Wellness

Juicing vs. blending

March 8, 2016

Spring is just around the corner, which means a greater variety of seasonal fruits and vegetables will be available for purchase very soon. The emergence of spring also marks a great opportunity to do some ‘spring cleansing,’ getting rid of the toxins built up over the winter and making room for the fresh nutrients that smoothies and juices can provide for you.

So what is the best route to go? Should you Juice or Blend?

The wonderful part of either option is that they are both tasty.

It’s well-established that increasing your intake of fruits and vegetables is good for you. The more fruits and vegetables you consume, the greater the benefits! Juicing or blending fruits and vegetables into smoothies can be one easy way to get your daily servings in.
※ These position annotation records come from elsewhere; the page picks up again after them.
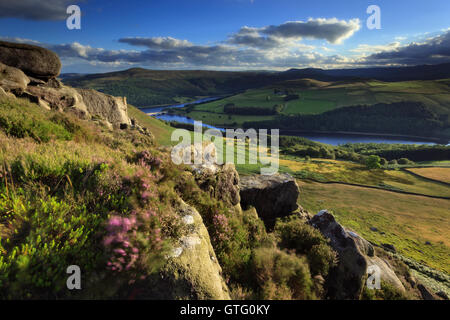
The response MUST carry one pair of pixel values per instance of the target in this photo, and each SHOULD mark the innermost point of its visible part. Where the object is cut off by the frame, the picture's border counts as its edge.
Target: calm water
(328, 138)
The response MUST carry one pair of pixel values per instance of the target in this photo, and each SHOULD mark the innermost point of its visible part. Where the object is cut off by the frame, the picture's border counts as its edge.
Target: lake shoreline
(163, 112)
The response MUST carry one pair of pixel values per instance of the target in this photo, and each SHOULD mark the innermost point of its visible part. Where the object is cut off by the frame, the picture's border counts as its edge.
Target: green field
(316, 99)
(406, 221)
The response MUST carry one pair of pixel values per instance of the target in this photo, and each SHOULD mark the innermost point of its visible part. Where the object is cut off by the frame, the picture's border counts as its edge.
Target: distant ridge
(422, 72)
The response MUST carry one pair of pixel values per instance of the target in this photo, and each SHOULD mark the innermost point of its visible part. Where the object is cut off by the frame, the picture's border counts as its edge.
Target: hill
(145, 88)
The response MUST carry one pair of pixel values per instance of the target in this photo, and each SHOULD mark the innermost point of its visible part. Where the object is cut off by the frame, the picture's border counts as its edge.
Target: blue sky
(231, 34)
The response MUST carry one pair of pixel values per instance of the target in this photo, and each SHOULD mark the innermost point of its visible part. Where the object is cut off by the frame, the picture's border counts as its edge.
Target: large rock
(112, 109)
(221, 181)
(85, 103)
(273, 196)
(63, 99)
(192, 270)
(32, 60)
(12, 79)
(355, 255)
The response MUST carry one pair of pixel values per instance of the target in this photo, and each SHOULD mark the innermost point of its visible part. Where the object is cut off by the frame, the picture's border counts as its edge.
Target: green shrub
(404, 161)
(321, 259)
(281, 276)
(387, 292)
(294, 233)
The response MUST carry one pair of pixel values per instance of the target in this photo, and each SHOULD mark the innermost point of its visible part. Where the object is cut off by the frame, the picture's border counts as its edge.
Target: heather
(72, 192)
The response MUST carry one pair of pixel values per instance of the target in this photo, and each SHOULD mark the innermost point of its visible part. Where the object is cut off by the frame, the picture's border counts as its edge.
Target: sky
(232, 34)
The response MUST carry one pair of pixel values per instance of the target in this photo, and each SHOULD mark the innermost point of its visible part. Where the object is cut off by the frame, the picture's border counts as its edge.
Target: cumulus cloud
(250, 48)
(431, 51)
(157, 42)
(35, 9)
(332, 30)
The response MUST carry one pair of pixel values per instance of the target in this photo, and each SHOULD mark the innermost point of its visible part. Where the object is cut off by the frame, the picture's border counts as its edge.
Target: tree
(373, 162)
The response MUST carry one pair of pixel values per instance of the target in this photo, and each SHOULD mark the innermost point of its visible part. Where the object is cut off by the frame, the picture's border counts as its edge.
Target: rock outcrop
(112, 109)
(12, 79)
(221, 181)
(192, 270)
(29, 72)
(355, 255)
(32, 60)
(273, 196)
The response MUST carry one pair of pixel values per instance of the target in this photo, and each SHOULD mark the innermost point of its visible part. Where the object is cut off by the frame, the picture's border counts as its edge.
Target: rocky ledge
(273, 196)
(30, 72)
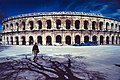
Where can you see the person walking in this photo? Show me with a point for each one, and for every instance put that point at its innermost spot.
(35, 51)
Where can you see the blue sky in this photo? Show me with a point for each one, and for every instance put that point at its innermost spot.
(108, 8)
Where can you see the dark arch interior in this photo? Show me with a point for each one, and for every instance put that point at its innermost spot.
(48, 24)
(31, 25)
(68, 40)
(23, 23)
(17, 40)
(23, 40)
(39, 24)
(39, 40)
(68, 23)
(86, 39)
(85, 24)
(31, 41)
(77, 24)
(93, 25)
(101, 40)
(107, 40)
(58, 39)
(48, 40)
(58, 24)
(77, 39)
(101, 25)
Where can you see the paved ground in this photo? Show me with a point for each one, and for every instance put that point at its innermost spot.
(100, 58)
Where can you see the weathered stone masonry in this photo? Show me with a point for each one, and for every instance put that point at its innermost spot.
(48, 28)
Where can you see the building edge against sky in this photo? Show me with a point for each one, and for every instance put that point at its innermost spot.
(48, 28)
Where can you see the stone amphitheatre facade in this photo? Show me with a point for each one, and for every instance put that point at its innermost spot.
(67, 28)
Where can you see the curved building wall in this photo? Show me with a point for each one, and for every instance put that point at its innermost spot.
(60, 28)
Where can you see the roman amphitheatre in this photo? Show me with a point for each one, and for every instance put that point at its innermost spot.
(67, 28)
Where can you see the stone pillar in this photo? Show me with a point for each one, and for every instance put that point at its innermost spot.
(53, 38)
(44, 39)
(72, 39)
(63, 38)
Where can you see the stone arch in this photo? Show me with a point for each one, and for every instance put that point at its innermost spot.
(77, 39)
(115, 26)
(86, 24)
(7, 41)
(17, 40)
(39, 22)
(23, 40)
(31, 23)
(107, 25)
(17, 25)
(68, 40)
(101, 25)
(77, 24)
(112, 39)
(48, 24)
(86, 39)
(116, 40)
(93, 25)
(23, 25)
(11, 26)
(58, 39)
(112, 26)
(107, 40)
(68, 24)
(48, 40)
(11, 40)
(58, 24)
(94, 38)
(101, 40)
(39, 40)
(31, 40)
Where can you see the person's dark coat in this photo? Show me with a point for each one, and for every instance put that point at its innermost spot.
(35, 47)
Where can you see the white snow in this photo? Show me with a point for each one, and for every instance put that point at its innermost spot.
(98, 58)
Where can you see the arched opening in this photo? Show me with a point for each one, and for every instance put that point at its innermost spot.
(107, 25)
(77, 39)
(116, 40)
(101, 25)
(11, 27)
(31, 25)
(58, 39)
(17, 25)
(101, 40)
(115, 26)
(77, 24)
(107, 40)
(11, 40)
(23, 40)
(39, 40)
(48, 24)
(93, 25)
(31, 41)
(7, 41)
(94, 38)
(39, 24)
(23, 24)
(86, 39)
(112, 39)
(48, 40)
(58, 24)
(86, 24)
(17, 40)
(112, 26)
(68, 40)
(68, 23)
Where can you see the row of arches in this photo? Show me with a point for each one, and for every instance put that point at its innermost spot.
(58, 39)
(68, 24)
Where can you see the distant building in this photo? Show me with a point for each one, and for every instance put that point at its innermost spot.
(48, 28)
There’s a lot of talk these days about the health benefits of juicing and blending. But what’s the difference?

Juicing is a process where the liquid part of the fruit or vegetable is separated from the pulp, or fiber. You get a thin and concentrated liquid product that contains vitamins, minerals, and other phytonutrients, which are bioactive plant-derived compounds associated with positive health effects. You specifically need a juicer to do this.One can get many calories from sugar in that one cup of juice. Juicing can also be more expensive, as you have to use a greater volume of produce.
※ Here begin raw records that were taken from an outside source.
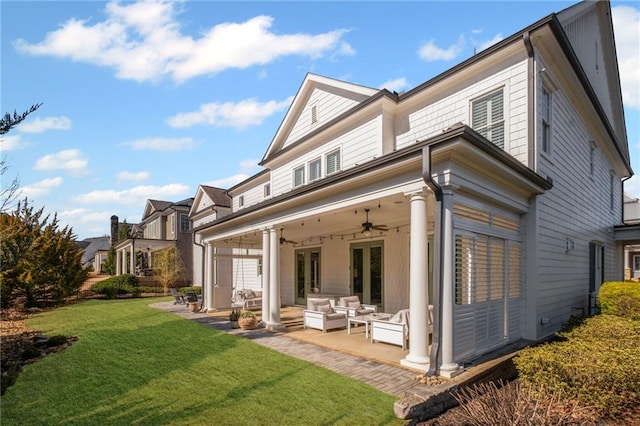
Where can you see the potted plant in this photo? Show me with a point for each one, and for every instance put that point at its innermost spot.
(247, 320)
(233, 317)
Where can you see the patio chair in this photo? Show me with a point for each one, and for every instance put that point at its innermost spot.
(352, 307)
(322, 316)
(179, 297)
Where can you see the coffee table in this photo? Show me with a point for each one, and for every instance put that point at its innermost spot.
(366, 320)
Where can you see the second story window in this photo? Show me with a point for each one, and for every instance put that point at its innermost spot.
(545, 115)
(315, 169)
(184, 223)
(333, 162)
(487, 117)
(298, 176)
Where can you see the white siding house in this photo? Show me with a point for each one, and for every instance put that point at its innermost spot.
(492, 192)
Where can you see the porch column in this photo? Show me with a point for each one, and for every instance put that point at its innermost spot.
(118, 264)
(448, 368)
(274, 280)
(133, 261)
(418, 356)
(266, 259)
(209, 274)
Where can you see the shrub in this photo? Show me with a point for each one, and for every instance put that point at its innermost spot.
(597, 366)
(621, 299)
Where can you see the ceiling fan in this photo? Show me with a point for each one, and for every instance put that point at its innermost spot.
(368, 226)
(283, 240)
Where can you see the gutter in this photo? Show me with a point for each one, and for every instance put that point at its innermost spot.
(437, 260)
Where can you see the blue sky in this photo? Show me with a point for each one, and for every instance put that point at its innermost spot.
(149, 100)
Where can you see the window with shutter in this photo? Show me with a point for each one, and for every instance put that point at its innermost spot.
(333, 162)
(487, 117)
(298, 176)
(315, 169)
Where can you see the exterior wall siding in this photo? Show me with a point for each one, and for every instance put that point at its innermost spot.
(443, 113)
(578, 208)
(329, 106)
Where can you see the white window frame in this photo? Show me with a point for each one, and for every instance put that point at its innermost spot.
(316, 164)
(338, 162)
(298, 170)
(487, 128)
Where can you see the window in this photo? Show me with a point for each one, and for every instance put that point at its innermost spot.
(487, 117)
(298, 176)
(315, 169)
(333, 162)
(184, 223)
(545, 114)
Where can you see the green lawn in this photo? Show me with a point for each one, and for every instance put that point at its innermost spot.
(133, 364)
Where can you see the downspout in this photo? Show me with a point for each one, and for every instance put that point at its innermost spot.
(438, 260)
(204, 287)
(531, 89)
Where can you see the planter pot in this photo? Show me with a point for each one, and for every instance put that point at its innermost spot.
(247, 323)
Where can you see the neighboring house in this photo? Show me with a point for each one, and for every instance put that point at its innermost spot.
(164, 224)
(632, 251)
(490, 191)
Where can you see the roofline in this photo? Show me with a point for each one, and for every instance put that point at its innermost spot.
(460, 130)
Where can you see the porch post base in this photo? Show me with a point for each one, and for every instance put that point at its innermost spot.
(275, 326)
(415, 363)
(450, 370)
With blending, the whole fruit or vegetable is used: what you put in the blender is what you consume. The volume of the drink, which is often called a smoothie, will be much greater than that of a juice made from the same amount of fruits or vegetables. With smoothies you retain the fiber, which can help you feel fuller and improve your digestive health. In addition, you can add other types of foods to smoothies like nuts, seeds, and yogurts to increase your intake of healthy protein and fats.

Why is fibre important?

  • Smooths out digestion and absorption of glucose and fats in the small intestine.  It reduces the Glycaemic Index of a meal.
  • Provides fuel for the healthful or “good” bacteria in our large intestine, which in turn benefit us by making vitamin B12 and by releasing volatile fatty acids from the dietary fibre, which are important for the health of our colon.
  • Speeds up transit though the intestines to remove waste and toxins from our bodies.
  • Regulates bowel action, thereby reducing cancer risks.
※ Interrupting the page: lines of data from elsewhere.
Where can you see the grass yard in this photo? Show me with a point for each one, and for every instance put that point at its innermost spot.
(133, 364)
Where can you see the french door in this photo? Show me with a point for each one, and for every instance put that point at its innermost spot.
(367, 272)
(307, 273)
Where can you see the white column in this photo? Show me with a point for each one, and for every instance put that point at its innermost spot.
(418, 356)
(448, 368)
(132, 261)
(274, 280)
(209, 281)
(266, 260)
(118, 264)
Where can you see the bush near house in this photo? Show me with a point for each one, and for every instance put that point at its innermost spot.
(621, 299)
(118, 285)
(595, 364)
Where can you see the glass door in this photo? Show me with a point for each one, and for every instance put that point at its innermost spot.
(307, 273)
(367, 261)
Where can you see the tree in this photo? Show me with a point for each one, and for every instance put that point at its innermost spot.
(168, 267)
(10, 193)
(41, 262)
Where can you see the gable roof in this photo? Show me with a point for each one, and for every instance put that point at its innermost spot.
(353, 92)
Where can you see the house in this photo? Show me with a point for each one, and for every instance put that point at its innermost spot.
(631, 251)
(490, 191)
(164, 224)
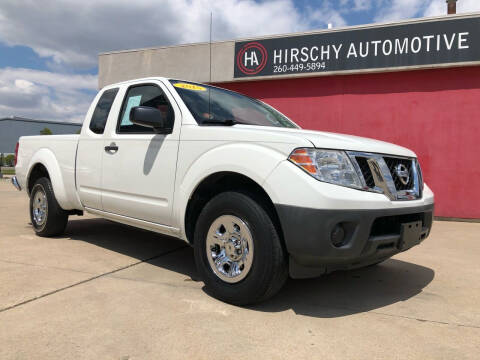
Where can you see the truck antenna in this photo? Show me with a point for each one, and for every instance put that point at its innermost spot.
(210, 65)
(210, 47)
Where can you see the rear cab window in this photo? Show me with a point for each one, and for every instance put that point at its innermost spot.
(100, 114)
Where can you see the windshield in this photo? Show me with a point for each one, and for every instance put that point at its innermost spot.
(211, 105)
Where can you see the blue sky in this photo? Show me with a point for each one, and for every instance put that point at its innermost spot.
(49, 48)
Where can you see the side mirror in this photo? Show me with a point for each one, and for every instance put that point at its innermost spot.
(151, 117)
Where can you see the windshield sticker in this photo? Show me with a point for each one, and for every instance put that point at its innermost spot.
(190, 87)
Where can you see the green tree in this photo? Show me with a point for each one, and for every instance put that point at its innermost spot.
(46, 131)
(9, 159)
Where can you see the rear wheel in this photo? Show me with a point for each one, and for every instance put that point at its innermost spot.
(238, 250)
(48, 218)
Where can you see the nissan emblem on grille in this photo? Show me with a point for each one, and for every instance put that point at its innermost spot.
(402, 173)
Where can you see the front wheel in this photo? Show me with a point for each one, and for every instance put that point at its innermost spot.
(238, 250)
(48, 218)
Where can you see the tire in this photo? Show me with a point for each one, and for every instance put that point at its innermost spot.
(265, 266)
(42, 201)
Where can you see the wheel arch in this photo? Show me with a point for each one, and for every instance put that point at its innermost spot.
(44, 163)
(223, 181)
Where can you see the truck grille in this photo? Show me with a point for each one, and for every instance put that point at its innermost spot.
(399, 178)
(392, 164)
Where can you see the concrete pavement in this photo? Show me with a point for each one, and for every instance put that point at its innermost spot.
(107, 291)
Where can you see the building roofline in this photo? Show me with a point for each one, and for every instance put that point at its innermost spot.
(15, 118)
(320, 31)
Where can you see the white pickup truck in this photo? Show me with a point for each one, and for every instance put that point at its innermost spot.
(257, 197)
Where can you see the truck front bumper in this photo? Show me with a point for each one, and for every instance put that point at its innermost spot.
(321, 241)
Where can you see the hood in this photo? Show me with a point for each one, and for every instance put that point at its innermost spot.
(327, 140)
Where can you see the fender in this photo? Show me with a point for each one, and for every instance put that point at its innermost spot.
(251, 160)
(47, 158)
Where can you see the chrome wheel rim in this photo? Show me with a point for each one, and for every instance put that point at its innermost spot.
(229, 248)
(40, 207)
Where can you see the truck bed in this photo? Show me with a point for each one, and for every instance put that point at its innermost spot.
(59, 151)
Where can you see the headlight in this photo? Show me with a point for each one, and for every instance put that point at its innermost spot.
(330, 166)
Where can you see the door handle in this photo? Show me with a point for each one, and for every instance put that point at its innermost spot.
(111, 148)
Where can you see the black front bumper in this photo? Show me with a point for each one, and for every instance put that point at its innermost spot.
(370, 236)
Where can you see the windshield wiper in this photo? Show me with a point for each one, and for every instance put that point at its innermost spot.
(226, 122)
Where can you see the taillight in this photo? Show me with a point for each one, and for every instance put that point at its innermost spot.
(16, 154)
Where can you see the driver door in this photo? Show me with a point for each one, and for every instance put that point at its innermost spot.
(138, 165)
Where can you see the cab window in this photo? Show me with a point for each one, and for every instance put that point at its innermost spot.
(100, 114)
(143, 95)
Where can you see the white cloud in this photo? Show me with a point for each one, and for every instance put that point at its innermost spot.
(45, 95)
(323, 15)
(393, 10)
(73, 32)
(69, 34)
Anyways, there are pros and cons to both juicing and blending.

So if you are solely choosing to juice, you must be sure to get your fibre intake from other foods, such as broccoli, spinach, sprouts, quinoa, chia seeds etc.

With juicing, nutrients are absorbed more quickly because the digestive system does not have to work as hard, so all of those lovely vitamins, minerals, and antioxidants can be absorbed directly into the bloodstream. Juices usually contain a lot of sugar and because they have no fibre, can lead to a spike in blood sugar followed by a crash. This isn’t the case with smoothies, since fibre  creates a steady release of sugar which leads to sustainable energy rather than a quick spike and crash.The best way to tackle this sugar issue (which can cause blood sugar spikes, energy dips, and cravings) is to add a minimal amount of fruit, if any, to your juice, and to add protein and/or fat to your drink.

Either process can help you to increase your fruit and vegetable intake and create less waste in the kitchen.

Some tips for juicing and/or blending:

  • To prevent excess sugars, limit the fruit in both juices and smoothies to 1-2 servings per drink (i.e. ½ cup to 1 cup fruit)
  • Green veggies like kale, spinach, parsley, and cabbage surprisingly do not taste very intense in smoothies or juice, so load up on those!
  • Citrus, lime juice in particular, can help to cut out any bitter taste from vegetables (remember to remove the peels)
  • When juicing, high water content vegetables like cucumbers and celery will help to add volume and nutrients
  • When blending smoothies, add regular or coconut water to make it less pulpy.
  • Add chia seeds, nuts etc to your juice for a satisfying texture plus protein and fat to cushion the impact of any sugars and keep your energy high and stable.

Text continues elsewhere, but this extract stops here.